Egyptians, who never stormed in to gawk and plunder their fallen leader’s home as Tunisians and Libyans did last year, vote on May 23 and 24 for a new president, the latest stage of an uncertain transition guided bumpily by the military.
People who live in the wealthy Cairo district around the palace are delighted to be spared the road closures that snarled traffic for hours every time Mubarak went anywhere.
But some, such as 24-year-old Sara Hussein, find it harder to perceive any other changes wrought by the uprising she had so ardently supported. “Like everything, the palace is still not free of the Mubaraks. The palace, and the country, are not for the people,” she says. “His regime is still in power.”
Still, Egypt will soon have a freely elected – and probably civilian – president for the first time in the republic’s 60-year history, assuming the generals who sealed Mubarak’s fate by refusing to shoot at crowds baying for his downfall keep their promise to hand over by July 1.
Little else is clear.

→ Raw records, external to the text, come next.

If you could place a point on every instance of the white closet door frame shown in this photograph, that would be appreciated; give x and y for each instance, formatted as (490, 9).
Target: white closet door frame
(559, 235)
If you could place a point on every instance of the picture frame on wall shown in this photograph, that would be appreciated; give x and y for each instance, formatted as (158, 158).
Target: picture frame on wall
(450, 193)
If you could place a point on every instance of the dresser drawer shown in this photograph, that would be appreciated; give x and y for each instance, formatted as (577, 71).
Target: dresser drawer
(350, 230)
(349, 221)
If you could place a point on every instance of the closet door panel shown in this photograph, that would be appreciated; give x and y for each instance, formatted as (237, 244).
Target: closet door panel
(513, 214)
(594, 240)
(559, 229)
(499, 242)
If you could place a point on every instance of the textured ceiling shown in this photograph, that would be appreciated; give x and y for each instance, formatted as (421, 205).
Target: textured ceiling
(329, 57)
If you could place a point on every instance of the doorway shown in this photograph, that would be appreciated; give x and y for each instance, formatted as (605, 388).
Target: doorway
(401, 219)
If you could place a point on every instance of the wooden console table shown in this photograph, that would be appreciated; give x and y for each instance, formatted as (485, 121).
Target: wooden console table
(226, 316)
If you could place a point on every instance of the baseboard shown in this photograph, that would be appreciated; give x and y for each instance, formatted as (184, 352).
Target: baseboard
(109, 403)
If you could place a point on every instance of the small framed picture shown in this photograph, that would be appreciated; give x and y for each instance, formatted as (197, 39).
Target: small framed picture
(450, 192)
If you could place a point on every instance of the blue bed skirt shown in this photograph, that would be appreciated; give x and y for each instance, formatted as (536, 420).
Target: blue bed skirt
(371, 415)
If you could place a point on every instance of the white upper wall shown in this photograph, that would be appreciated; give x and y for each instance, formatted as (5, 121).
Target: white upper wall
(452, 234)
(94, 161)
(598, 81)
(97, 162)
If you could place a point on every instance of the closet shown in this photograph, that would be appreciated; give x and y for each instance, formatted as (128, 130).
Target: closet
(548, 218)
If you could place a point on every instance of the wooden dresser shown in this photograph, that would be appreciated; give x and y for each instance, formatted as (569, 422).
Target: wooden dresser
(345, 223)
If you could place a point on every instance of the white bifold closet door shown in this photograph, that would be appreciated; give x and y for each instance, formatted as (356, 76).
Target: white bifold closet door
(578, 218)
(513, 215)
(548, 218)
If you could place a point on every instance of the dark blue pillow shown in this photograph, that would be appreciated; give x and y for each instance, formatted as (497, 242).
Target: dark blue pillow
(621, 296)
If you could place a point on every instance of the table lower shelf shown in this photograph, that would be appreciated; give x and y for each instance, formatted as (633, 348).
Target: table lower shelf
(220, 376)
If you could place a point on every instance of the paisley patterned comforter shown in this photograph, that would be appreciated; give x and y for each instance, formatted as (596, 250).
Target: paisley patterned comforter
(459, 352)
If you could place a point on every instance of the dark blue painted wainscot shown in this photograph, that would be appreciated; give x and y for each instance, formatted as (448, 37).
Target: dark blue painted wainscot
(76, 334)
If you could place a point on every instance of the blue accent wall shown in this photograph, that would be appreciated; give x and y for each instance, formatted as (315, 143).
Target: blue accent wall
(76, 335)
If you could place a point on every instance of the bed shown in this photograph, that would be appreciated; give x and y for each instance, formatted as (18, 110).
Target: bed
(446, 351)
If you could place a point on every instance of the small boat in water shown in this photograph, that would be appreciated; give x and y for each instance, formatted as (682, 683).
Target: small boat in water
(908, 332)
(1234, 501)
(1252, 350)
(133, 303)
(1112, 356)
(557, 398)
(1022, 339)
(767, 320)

Attempts to craft a new constitution have stalled. No one knows how power will be divided between the president and parliament, dominated by Islamists.

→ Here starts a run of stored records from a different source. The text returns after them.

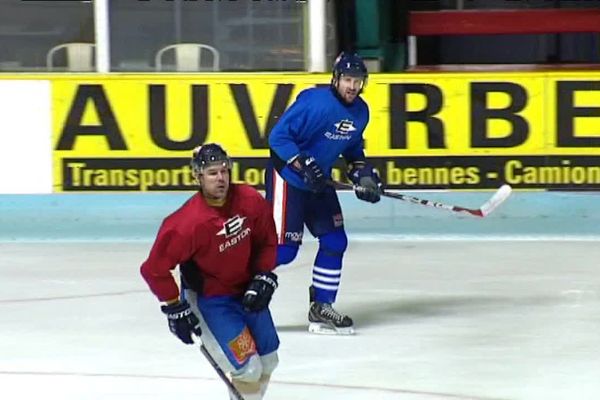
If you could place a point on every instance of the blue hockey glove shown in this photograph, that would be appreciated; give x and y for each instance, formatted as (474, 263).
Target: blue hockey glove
(259, 291)
(367, 184)
(311, 173)
(182, 321)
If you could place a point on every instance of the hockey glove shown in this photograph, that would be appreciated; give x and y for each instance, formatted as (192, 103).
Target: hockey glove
(367, 184)
(311, 173)
(182, 321)
(259, 291)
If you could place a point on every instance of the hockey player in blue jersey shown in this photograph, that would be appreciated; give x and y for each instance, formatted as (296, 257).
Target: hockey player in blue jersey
(322, 124)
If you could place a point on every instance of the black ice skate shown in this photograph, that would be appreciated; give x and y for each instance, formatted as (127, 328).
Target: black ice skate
(324, 319)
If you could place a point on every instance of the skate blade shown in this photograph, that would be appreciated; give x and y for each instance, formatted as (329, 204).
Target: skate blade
(324, 329)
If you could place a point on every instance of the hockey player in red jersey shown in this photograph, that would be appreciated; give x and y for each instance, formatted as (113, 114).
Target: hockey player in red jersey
(224, 241)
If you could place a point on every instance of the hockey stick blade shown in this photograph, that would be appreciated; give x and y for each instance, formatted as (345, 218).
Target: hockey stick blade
(232, 389)
(497, 198)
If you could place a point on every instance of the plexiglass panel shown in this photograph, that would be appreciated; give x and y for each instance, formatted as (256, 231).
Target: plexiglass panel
(30, 29)
(248, 35)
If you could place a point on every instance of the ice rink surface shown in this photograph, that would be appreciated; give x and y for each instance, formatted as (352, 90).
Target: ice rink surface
(435, 320)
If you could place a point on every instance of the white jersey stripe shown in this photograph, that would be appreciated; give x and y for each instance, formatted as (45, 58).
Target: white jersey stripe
(324, 279)
(326, 287)
(279, 193)
(325, 271)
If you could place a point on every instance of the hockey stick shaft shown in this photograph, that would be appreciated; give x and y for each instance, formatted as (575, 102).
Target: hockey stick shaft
(232, 389)
(497, 198)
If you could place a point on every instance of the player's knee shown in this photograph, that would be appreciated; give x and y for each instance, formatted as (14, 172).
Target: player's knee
(286, 253)
(334, 243)
(250, 372)
(269, 362)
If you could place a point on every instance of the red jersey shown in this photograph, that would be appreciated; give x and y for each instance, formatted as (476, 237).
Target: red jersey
(229, 244)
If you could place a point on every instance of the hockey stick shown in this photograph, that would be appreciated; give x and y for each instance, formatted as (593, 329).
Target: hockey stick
(497, 198)
(232, 389)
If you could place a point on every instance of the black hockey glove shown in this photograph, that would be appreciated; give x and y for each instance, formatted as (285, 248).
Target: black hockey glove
(367, 184)
(182, 321)
(259, 291)
(311, 173)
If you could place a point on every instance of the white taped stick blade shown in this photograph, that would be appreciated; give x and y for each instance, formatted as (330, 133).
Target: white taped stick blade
(498, 198)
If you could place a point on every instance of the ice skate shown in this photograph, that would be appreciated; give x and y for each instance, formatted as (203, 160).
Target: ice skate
(324, 319)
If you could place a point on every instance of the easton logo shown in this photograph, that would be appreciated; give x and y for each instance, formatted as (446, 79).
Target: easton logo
(344, 127)
(232, 226)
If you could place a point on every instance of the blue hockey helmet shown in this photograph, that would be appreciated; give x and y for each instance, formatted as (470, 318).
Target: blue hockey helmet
(207, 155)
(349, 64)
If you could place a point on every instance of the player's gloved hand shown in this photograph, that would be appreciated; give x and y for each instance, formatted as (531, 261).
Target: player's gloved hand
(259, 291)
(182, 321)
(310, 171)
(367, 184)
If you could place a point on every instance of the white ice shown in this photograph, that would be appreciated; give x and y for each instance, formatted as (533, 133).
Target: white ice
(435, 320)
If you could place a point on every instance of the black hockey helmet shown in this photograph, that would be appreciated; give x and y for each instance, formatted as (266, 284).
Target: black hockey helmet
(207, 155)
(349, 64)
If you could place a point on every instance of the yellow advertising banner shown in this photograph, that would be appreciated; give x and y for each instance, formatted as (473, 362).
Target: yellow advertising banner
(538, 130)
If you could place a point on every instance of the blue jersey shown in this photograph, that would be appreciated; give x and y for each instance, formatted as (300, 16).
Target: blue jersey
(321, 125)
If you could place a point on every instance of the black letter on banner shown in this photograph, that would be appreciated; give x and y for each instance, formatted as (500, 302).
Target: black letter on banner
(158, 117)
(108, 123)
(567, 112)
(480, 114)
(244, 106)
(399, 116)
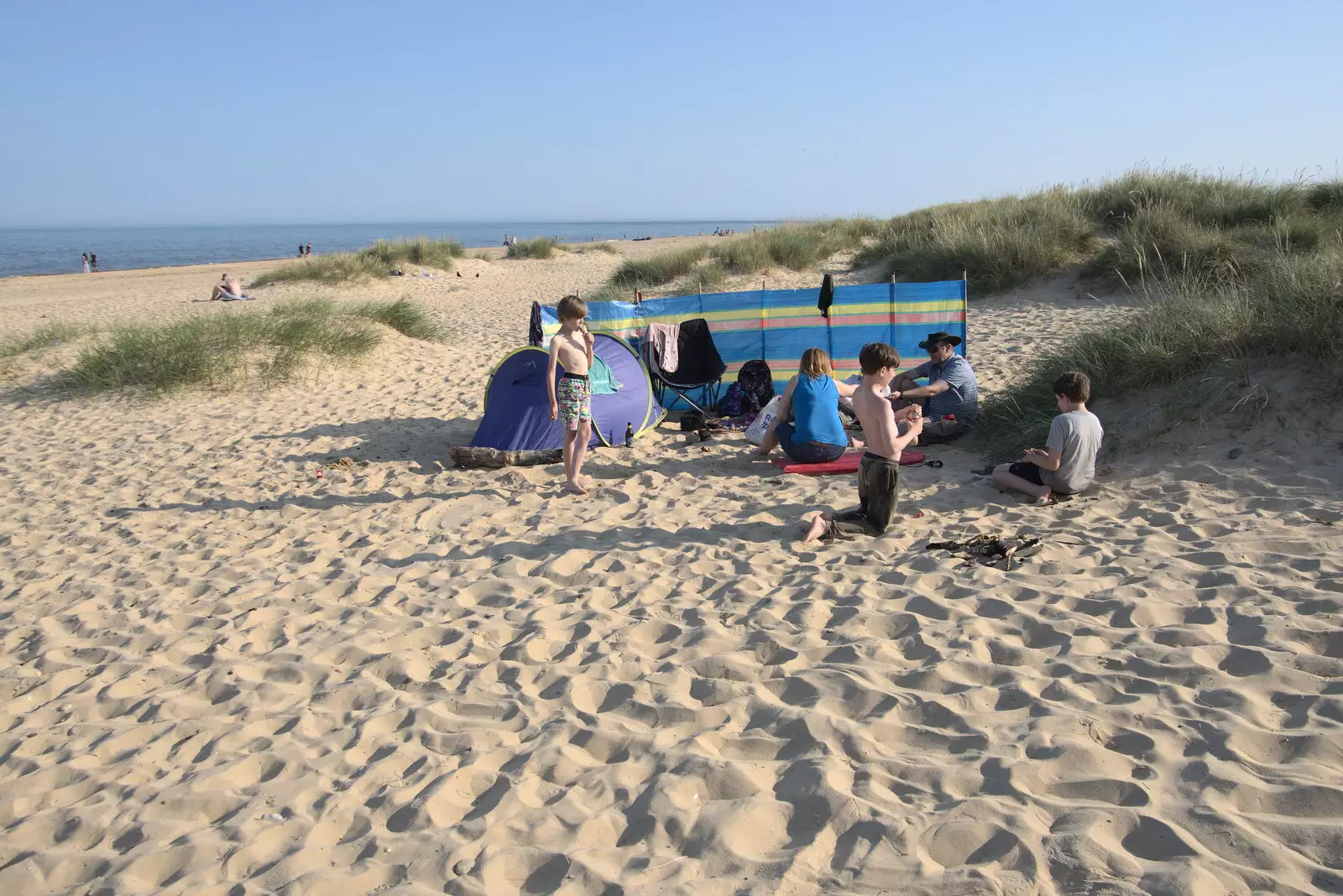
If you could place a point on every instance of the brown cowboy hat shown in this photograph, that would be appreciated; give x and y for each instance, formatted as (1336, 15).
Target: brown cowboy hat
(939, 338)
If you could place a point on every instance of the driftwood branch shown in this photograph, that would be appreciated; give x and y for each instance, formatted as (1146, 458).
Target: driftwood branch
(496, 459)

The military, wary of Islamists and jealous of its own power, perks and privileges, may step back from day-to-day affairs but is likely to seek an as-yet undefined political role, seeing itself as the paternal guardian of the state.
The generals effectively removed Mubarak to safeguard the system, not to promote revolutionary change. So far reform has not touched that system’s main pillars – the military, the judiciary, the police, security and intelligence agencies.
“We have not had regime change in Egypt, only change within the regime, with a lot of street noise outside,” said Robert Springborg, a professor at the Naval Postgraduate School in Monterey, California, and a specialist on the Egyptian military.
Mubarak may be gone, but his legacy lingers.
Then vice-president, he was catapulted into office in October 1981 after surviving the gunfire from Islamist army soldiers who assassinated his predecessor, Anwar Sadat.
He brought calm and kept Egypt at peace for 30 years, crushing an armed Islamist rebellion in the 1990s, until political and economic frustrations with his stagnant rule boiled over in the cauldron of Cairo’s Tahrir Square, where wild rejoicing greeted his departure on Feb. 11, 2011.
Many compare Mubarak to his predecessors – Sadat, who made peace with Israel and forged an alliance with the United States, and Gamal Abdel Nasser, an Arab nationalist who once inspired those fighting colonial powers in the Arab world and beyond.
“Sadat was exceptional in his intelligence, Nasser in his charisma. Mubarak was half-talented at everything and had no exceptional quality,” said Ayman Nour, who ran in a 2005 election against Mubarak and was later jailed for his pains.
“Mubarak had the kind of tyranny that is typical of half-democracies,” the 47-year-old lawyer told Reuters. “He was a tyrant under the umbrella of the law.”
That did not stand in the way of Mubarak’s friendship with the West, which valued him for upholding Sadat’s 1979 peace treaty with Israel, deeply unpopular with many Egyptians.
He was also a close ally of Saudi Arabia, which was dismayed at Washington’s failure to prevent the fall of a pillar of a U.S. regional political and security order that included Egypt and conservative Arab monarchies from Morocco to the Gulf.
“Without Mubarak, it will be harder for the United States to do the things it has done in the past,” said Steven Cook, a Middle East expert at Washington’s Council on Foreign Relations.
U.S.-Egyptian relations have become tetchier since Mubarak’s ouster, but military aid and cooperation continue, as does the treaty with Israel, although the peace is colder than ever.